MAIN LESSON L. is attempting to lift a six-foot table and launch it at his classmate (This, I assume was the outcome of what I witnessed earlier, namely, L. and Z. throwing pencils at each other. I told them they knew better and immediately took away their materials and excluded them from participating in the project, which might have contributed to the following situation...). One look in his eyes and I can tell he is not present. His body is responding to signals that span time and space in ways that he is unaware. I recognize my need to instantly drop what I am doing—which is demonstrating to another student how to ignore someone’s hurtful words—and run across the room to him. In his moment of pure emotion, I need to restrain him before he hurts someone. I managed to get behind him and hold him in a bear hug while grabbing his wrists. The physical power of an 8-year-old charged by lizard brain throws me off balance as we both teeter backwards, nearly falling over. My own adrenaline is coursing as another student exultantly announces to the class that they must all exit the classroom. As I watch 20 second-graders scatter into the hallway screaming, L. and I are gasping next to the overturned table and chairs.
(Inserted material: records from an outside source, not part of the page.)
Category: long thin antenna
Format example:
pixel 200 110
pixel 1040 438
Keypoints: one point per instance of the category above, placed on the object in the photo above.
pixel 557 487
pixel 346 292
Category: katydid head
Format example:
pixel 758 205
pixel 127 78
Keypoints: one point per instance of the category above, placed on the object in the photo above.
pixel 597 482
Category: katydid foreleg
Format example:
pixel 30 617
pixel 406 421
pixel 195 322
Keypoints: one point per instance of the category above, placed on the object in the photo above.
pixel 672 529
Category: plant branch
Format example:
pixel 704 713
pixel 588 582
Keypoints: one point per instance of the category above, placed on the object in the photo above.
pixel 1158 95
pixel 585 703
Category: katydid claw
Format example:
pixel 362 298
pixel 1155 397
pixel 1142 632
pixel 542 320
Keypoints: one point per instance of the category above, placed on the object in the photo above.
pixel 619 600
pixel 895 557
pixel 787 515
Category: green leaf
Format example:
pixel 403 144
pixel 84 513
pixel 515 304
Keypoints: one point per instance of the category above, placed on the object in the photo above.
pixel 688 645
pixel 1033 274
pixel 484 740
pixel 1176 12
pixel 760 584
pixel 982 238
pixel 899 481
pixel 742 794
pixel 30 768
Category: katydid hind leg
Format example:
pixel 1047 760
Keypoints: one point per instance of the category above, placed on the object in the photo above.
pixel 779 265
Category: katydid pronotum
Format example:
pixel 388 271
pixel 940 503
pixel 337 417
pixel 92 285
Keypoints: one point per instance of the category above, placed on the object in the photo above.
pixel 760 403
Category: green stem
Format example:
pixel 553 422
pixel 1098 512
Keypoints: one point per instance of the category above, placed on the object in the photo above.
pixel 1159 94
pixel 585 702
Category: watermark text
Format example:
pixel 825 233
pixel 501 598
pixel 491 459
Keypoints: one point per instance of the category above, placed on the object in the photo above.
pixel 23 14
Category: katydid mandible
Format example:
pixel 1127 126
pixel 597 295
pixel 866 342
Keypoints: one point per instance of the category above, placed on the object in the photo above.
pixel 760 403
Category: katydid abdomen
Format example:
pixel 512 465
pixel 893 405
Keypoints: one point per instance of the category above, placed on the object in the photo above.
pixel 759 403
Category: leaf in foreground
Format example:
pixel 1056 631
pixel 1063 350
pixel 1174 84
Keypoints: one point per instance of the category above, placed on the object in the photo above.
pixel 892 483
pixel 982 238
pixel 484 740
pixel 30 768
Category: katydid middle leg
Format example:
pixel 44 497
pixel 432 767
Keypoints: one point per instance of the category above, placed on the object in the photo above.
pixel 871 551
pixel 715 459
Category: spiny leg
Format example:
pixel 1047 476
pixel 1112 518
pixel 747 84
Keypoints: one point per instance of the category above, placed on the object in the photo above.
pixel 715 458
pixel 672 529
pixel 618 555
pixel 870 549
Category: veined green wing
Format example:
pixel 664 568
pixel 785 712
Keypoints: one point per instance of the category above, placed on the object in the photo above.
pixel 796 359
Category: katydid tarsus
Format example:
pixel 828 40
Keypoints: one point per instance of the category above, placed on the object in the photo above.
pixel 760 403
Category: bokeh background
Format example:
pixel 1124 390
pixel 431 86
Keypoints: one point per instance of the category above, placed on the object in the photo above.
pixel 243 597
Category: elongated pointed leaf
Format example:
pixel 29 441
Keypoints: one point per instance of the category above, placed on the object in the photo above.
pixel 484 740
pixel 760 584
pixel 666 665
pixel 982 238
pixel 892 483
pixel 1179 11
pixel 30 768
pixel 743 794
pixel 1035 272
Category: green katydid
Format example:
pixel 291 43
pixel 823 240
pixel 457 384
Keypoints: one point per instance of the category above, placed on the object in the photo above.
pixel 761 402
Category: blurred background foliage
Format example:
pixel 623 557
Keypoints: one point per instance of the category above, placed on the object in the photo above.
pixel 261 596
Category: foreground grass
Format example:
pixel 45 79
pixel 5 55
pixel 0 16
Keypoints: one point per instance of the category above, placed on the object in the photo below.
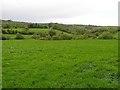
pixel 60 64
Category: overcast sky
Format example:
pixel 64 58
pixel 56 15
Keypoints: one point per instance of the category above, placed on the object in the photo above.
pixel 95 12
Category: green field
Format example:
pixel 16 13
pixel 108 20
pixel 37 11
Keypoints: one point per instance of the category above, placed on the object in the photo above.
pixel 60 64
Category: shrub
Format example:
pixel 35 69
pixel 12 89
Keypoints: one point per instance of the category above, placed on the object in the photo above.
pixel 55 38
pixel 105 35
pixel 4 38
pixel 52 33
pixel 19 36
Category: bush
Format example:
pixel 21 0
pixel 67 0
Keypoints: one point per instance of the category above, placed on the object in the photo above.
pixel 19 36
pixel 55 38
pixel 105 35
pixel 4 38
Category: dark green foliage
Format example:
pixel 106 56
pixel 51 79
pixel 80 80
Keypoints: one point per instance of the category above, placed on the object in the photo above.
pixel 19 36
pixel 82 31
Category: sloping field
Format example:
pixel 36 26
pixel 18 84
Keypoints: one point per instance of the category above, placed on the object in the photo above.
pixel 60 64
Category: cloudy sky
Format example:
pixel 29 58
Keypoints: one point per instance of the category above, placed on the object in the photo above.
pixel 95 12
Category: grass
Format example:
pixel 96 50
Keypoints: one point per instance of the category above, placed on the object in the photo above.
pixel 12 36
pixel 39 30
pixel 60 64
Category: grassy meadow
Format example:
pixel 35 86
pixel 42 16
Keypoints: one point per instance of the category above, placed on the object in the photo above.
pixel 53 55
pixel 60 64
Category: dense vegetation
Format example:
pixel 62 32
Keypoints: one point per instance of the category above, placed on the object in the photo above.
pixel 60 64
pixel 59 31
pixel 53 55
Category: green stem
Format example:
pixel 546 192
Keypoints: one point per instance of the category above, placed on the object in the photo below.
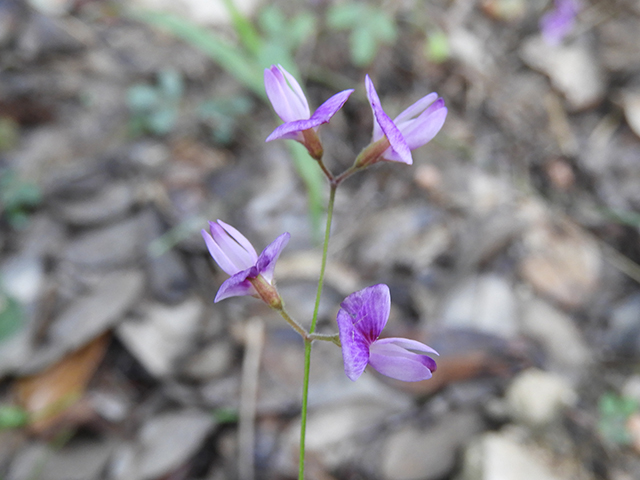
pixel 295 325
pixel 308 340
pixel 335 338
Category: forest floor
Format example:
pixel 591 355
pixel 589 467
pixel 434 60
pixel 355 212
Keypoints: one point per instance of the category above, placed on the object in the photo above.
pixel 511 245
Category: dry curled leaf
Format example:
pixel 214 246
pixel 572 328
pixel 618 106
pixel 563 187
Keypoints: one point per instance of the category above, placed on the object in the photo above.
pixel 55 394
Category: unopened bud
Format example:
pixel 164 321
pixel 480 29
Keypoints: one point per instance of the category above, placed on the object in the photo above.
pixel 313 144
pixel 267 292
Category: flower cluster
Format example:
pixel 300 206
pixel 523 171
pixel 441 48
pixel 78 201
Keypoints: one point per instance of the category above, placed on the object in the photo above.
pixel 363 314
pixel 361 318
pixel 392 140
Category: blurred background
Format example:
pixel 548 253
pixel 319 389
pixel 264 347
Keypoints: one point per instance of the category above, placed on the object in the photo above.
pixel 511 245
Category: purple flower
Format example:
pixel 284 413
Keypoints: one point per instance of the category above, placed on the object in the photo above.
pixel 292 107
pixel 556 24
pixel 413 128
pixel 361 318
pixel 236 256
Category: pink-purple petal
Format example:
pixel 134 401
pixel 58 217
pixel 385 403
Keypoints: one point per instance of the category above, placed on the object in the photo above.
pixel 369 308
pixel 266 263
pixel 241 239
pixel 355 350
pixel 235 286
pixel 297 90
pixel 407 344
pixel 423 129
pixel 398 144
pixel 291 130
pixel 240 258
pixel 285 94
pixel 396 362
pixel 218 255
pixel 416 109
pixel 330 107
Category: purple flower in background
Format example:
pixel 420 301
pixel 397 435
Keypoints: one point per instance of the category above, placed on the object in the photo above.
pixel 413 128
pixel 236 256
pixel 361 318
pixel 292 107
pixel 556 24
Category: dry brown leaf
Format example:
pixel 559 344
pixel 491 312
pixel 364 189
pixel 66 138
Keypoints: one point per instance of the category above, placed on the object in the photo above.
pixel 50 395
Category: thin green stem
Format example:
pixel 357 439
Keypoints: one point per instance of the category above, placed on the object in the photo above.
pixel 325 250
pixel 308 340
pixel 295 325
pixel 335 338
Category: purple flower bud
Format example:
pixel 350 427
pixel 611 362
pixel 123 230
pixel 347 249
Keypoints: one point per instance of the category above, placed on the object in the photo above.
pixel 292 107
pixel 556 24
pixel 236 256
pixel 361 318
pixel 414 127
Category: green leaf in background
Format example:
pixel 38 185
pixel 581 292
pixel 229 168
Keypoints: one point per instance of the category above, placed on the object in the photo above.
pixel 370 28
pixel 614 412
pixel 12 417
pixel 363 47
pixel 142 97
pixel 246 60
pixel 17 197
pixel 437 47
pixel 343 16
pixel 232 58
pixel 222 115
pixel 9 134
pixel 11 316
pixel 155 109
pixel 170 84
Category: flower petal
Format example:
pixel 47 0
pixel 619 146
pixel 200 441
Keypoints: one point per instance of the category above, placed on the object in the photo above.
pixel 267 259
pixel 236 286
pixel 218 255
pixel 239 257
pixel 330 107
pixel 369 310
pixel 355 349
pixel 285 94
pixel 394 361
pixel 322 115
pixel 291 130
pixel 241 239
pixel 408 344
pixel 416 109
pixel 398 144
pixel 421 130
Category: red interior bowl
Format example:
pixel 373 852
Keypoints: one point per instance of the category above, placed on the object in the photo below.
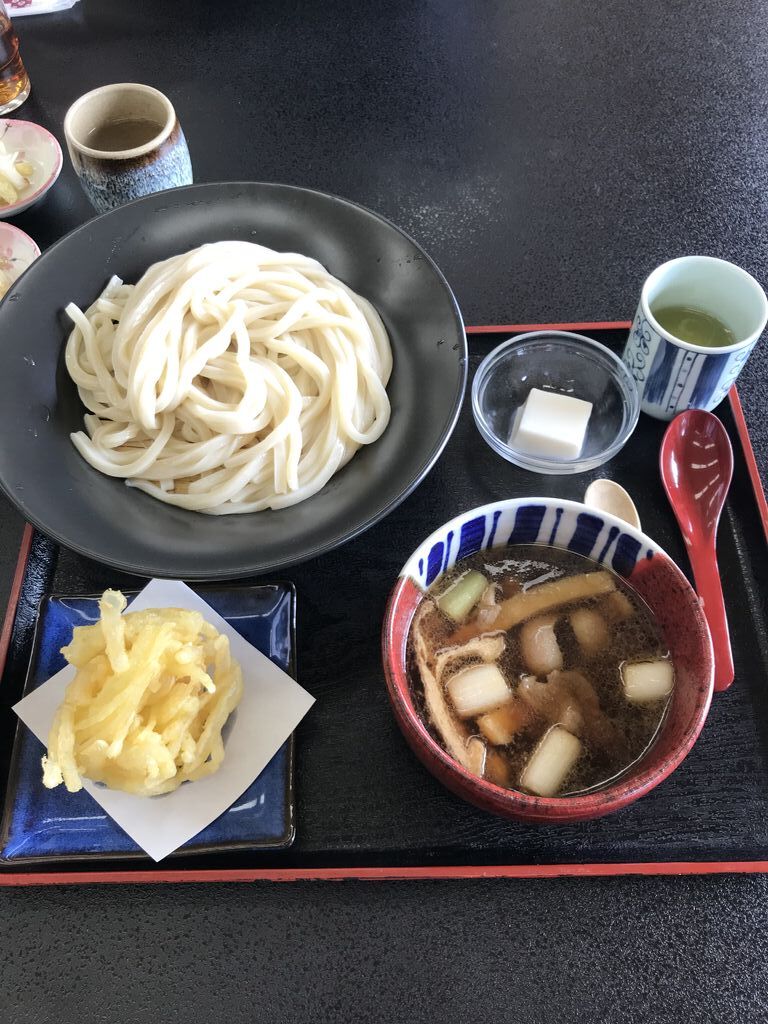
pixel 677 609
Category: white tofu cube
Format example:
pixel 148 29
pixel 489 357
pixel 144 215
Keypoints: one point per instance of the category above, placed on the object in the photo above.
pixel 551 424
pixel 645 682
pixel 477 689
pixel 550 763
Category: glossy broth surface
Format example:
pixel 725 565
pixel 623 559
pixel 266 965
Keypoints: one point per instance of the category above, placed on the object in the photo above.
pixel 637 639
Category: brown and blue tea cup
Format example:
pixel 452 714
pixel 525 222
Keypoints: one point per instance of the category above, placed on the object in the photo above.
pixel 125 141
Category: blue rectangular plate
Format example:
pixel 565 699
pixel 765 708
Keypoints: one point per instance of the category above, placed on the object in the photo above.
pixel 47 825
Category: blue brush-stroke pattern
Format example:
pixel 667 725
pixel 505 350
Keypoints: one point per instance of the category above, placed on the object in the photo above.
pixel 611 537
pixel 558 517
pixel 586 534
pixel 527 524
pixel 434 562
pixel 470 538
pixel 626 555
pixel 449 542
pixel 494 524
pixel 660 372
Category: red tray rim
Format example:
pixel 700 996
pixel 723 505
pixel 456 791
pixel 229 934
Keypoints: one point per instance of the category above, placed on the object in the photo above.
pixel 461 871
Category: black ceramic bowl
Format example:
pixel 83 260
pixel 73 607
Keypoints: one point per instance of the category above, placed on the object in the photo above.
pixel 102 518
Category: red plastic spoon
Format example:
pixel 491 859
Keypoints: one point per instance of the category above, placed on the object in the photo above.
pixel 696 465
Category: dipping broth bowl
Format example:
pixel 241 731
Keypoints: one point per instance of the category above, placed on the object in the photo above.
pixel 112 177
pixel 608 542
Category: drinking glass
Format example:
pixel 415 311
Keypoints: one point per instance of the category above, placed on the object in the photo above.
pixel 14 82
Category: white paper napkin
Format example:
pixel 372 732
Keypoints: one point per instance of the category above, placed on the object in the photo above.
pixel 271 707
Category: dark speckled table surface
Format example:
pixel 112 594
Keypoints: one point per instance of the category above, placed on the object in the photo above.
pixel 548 154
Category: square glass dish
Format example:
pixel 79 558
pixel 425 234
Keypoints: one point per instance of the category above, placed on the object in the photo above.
pixel 42 825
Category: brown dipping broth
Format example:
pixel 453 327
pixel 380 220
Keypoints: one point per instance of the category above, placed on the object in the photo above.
pixel 117 135
pixel 637 639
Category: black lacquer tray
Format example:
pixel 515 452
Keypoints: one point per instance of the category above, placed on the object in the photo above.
pixel 366 807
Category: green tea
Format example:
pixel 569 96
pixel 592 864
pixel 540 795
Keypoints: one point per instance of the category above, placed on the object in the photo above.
pixel 694 326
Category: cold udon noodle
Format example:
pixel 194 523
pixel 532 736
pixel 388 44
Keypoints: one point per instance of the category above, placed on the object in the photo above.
pixel 229 379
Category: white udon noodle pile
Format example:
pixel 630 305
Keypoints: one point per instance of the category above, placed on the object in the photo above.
pixel 231 378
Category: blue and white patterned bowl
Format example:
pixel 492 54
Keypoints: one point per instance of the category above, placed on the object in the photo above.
pixel 609 542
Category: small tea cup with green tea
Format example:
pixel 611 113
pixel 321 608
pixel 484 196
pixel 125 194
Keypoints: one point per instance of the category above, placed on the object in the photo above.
pixel 697 322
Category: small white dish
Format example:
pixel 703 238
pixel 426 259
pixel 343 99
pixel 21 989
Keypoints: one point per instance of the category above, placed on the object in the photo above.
pixel 17 251
pixel 37 146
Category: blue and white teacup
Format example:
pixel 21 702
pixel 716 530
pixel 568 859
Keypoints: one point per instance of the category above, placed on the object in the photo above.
pixel 153 157
pixel 673 375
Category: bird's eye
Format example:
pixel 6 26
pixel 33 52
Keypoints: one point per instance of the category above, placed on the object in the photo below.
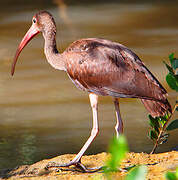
pixel 34 20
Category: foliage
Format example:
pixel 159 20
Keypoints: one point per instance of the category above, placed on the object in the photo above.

Through our labored breaths and the bird-like racing of L.’s heart, a stillness follows that reveals to me my authentic role—that of protector—from his demons, from a system that views him as a liability, from his fellow students, from himself. Out of whatever circumstances that have brought L. to this moment of darkness, I realize there is only one thing I can do to help him move forward: “You are ok,” “You are ok,” “You are ok,” I croon with a slowing cadence.
After a minute goes by, we separate and stand up. The darkness momentarily clears.